An extended vector-processing scheme for searching information in hypertext systems

摘要

When searching information in a hypertext is limited to navigation, it is not an easy task, especially when the number of nodes and/or links becomes very large. A query-based access mechanism must be therefore provided to complement the navigational tools inherent in hypertext systems. Most mechanisms currently proposed are based on conventional information retrieval models which consider documents as independent entities, and ignore hypertext links. To promote the use of other information retrieval mechanisms adapted to hypertext systems, this study attempts to respond to the following questions: (1) How can we integrate information given by hypertext links into an information retrieval scheme? (2) Are these hypertext links (and link semantics) clues to the enhancement of retrieval effectiveness? (3) If so, how can we use them?
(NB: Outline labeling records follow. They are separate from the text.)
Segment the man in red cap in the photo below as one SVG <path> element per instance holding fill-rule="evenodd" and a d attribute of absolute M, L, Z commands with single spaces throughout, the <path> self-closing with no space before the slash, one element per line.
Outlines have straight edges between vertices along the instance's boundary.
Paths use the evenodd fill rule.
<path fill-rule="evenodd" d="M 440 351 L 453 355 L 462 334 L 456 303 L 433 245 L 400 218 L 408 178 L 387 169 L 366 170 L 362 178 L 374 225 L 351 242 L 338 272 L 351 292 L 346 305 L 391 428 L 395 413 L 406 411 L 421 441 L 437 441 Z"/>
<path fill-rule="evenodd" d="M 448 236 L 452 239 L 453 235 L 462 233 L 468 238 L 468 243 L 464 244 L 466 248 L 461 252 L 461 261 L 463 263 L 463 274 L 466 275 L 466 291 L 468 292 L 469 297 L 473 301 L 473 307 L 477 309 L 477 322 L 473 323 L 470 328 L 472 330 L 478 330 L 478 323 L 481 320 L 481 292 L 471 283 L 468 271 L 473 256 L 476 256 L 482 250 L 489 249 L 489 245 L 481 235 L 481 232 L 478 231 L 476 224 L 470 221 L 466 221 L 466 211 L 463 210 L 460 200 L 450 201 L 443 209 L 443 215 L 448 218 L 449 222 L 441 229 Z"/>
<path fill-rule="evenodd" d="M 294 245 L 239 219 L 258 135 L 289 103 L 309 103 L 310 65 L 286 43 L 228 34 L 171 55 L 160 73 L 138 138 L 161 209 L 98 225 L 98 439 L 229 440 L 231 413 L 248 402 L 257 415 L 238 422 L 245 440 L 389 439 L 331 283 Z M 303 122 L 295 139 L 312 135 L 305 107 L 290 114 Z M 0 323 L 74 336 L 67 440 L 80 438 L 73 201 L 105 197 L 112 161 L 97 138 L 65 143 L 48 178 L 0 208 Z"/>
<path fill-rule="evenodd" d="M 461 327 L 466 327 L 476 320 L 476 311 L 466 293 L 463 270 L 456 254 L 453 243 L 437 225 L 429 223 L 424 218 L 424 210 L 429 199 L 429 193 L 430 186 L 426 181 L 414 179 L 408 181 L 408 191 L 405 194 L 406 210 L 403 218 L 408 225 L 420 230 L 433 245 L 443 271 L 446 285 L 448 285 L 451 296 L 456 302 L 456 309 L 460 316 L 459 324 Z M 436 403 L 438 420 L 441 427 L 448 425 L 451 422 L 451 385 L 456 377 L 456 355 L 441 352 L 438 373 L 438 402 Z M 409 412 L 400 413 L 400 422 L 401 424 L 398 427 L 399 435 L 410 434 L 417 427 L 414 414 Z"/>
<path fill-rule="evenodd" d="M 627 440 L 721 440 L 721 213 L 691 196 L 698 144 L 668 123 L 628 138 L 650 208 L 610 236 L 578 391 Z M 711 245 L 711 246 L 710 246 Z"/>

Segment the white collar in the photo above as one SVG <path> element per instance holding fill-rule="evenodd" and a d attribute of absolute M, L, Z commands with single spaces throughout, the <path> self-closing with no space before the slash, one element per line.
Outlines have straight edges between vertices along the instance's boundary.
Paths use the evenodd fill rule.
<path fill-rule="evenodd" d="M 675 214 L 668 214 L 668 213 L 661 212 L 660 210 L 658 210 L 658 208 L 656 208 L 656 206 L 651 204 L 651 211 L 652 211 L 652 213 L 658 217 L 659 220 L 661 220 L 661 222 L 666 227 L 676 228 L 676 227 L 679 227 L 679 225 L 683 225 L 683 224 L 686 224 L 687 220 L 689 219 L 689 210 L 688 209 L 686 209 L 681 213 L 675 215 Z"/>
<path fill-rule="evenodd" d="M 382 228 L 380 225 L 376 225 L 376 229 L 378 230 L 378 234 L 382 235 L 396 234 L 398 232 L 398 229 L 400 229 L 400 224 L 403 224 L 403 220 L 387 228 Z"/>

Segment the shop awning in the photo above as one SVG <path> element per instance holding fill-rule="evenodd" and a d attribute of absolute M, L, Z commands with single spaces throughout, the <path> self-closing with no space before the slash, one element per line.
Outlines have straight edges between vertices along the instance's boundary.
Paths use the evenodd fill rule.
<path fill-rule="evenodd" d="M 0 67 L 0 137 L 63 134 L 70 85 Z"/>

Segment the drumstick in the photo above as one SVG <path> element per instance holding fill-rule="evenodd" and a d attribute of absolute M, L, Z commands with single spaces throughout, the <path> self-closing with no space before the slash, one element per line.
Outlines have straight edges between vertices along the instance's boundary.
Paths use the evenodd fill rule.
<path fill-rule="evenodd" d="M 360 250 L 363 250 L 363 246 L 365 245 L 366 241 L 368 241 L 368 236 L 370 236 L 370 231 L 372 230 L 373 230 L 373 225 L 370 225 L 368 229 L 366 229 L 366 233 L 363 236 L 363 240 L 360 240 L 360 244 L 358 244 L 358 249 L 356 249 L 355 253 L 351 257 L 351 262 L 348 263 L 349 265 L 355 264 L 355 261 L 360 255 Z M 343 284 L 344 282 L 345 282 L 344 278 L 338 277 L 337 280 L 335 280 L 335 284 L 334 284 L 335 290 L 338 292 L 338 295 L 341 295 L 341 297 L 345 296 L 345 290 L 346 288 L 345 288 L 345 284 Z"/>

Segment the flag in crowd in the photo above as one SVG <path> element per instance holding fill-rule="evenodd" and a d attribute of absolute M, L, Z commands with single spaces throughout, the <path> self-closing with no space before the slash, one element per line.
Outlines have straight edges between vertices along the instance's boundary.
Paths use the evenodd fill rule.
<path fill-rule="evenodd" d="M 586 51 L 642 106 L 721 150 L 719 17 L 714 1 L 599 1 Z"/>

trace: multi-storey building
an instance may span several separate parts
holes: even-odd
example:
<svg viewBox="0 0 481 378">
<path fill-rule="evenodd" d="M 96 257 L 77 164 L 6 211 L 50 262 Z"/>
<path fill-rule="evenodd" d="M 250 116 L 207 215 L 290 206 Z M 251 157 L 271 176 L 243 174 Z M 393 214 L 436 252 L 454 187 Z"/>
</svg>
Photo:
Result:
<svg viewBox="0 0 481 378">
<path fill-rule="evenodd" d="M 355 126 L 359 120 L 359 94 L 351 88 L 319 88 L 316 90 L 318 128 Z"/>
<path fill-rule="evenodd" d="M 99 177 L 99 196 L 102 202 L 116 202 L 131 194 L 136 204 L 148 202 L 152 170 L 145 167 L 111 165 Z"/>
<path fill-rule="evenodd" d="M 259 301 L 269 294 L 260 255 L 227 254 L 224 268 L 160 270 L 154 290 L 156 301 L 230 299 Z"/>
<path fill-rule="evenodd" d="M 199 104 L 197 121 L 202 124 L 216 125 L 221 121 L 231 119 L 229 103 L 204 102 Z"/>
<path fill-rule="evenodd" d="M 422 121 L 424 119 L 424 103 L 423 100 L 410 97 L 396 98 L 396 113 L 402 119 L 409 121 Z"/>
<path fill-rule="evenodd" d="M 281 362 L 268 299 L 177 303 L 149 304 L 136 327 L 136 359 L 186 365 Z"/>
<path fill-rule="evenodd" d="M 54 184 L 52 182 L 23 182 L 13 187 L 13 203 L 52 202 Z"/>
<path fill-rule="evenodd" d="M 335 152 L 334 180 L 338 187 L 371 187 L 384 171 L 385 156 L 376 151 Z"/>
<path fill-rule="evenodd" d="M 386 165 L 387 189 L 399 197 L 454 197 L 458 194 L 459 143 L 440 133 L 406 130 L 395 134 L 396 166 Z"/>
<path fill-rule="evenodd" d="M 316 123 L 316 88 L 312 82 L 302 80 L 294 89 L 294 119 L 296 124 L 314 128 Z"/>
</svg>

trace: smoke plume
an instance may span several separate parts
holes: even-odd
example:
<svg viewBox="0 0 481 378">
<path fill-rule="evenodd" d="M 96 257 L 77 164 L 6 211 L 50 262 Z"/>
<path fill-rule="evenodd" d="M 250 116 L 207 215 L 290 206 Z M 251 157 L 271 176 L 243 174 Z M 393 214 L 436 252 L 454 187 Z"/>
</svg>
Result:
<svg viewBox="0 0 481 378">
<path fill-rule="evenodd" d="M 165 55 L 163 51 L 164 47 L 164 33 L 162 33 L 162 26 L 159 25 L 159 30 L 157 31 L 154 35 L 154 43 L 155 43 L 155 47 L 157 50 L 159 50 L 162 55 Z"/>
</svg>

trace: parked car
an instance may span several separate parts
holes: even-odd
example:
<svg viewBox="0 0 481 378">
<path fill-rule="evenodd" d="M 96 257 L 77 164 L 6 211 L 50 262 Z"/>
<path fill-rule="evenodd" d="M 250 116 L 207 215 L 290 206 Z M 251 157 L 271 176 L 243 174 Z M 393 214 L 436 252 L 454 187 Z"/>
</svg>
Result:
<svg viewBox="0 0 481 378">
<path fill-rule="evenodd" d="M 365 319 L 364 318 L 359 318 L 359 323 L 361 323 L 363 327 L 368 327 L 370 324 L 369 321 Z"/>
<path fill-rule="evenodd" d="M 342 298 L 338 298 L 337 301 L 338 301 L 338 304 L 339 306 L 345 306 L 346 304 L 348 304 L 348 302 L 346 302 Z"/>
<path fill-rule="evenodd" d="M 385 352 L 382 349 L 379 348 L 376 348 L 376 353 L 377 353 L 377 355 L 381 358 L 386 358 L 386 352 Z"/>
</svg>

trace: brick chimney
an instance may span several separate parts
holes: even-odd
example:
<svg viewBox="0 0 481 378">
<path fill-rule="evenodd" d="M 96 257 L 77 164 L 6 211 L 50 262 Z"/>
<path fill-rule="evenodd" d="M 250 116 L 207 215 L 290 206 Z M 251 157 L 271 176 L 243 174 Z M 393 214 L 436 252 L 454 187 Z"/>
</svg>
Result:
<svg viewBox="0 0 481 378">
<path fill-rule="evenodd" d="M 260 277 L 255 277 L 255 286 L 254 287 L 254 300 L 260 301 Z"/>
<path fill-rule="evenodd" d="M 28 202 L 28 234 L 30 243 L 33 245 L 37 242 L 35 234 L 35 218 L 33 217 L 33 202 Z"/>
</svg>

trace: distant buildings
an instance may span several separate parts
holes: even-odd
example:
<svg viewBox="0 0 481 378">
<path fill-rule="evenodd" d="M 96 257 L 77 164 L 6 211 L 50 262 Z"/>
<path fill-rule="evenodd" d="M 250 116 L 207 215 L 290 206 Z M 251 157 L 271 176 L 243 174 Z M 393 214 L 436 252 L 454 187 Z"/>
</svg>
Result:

Two solutions are: (a) using a default weight function based on link type or assigning the same strength to all link types; or (b) using a specific weight for each particular link, i.e. the level of association or a similarity measure. This study proposes an extended vector-processing scheme which extracts additional information from hypertext links to enhance retrieval effectiveness. To carry out our investigations, we have built a hypertext based on two medium-size collections, the cacm and the cisi collection. The hypergraph is composed of explicit links (bibliographic references), computed links based on bibliographic information (bibliographic coupling, co-citation), or on hypertext links established according to document representatives (nearest neighbor).